Furthermore, Japan is taking careful steps toward the introduction of a digital yen, with discussions around its issuance slated for the spring of 2024. However, the decision to officially launch the digital yen will not be made until after a national discussion, expected no earlier than 2026.

The trial also included scenarios where a single user possessed multiple accounts with multiple intermediaries. Additionally, user convenience in initiating and scheduling payments was evaluated during this phase of the experiment to assess the CBDC’s ability to facilitate smooth payment transactions.

Earlier in 2023, Japan’s Finance Ministry created an advisory panel to look at the feasibility of issuing a central bank digital currency.

The launch of the panel coincides with the start of a CBDC pilot program following two years of proofs of concept (PoC). The BOJ, financial institutions and other private-sector participants will conduct simulated transactions under the pilot program in a test environment. However, the central bank does not plan to conduct actual transactions among retailers and consumers.
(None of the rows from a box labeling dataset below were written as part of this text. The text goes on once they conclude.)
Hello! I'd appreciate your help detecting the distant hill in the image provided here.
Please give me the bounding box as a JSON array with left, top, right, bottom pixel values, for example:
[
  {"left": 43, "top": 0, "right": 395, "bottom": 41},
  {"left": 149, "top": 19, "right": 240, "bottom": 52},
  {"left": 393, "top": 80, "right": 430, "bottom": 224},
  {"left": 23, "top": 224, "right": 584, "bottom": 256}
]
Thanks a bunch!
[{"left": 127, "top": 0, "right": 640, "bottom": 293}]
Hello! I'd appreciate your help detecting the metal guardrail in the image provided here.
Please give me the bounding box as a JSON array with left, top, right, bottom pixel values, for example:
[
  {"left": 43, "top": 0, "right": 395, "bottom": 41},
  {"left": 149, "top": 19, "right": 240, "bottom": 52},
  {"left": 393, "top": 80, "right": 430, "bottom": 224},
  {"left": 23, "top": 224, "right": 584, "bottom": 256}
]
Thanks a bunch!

Additionally, three Japanese banks are set to develop a payment system that integrates their stablecoins on a public blockchain while satisfying legal requirements.

Japan’s financial regulator was also seeking feedback on allowing domestic distributors to handle stablecoins issued outside the country on the condition that they maintain sufficient collateral.

These steps are part of Japan’s efforts to promote the growth of its blockchain and cryptocurrency sectors in line with the government’s push for “new capitalism,” as stated by Prime Minister Fumio Kishida.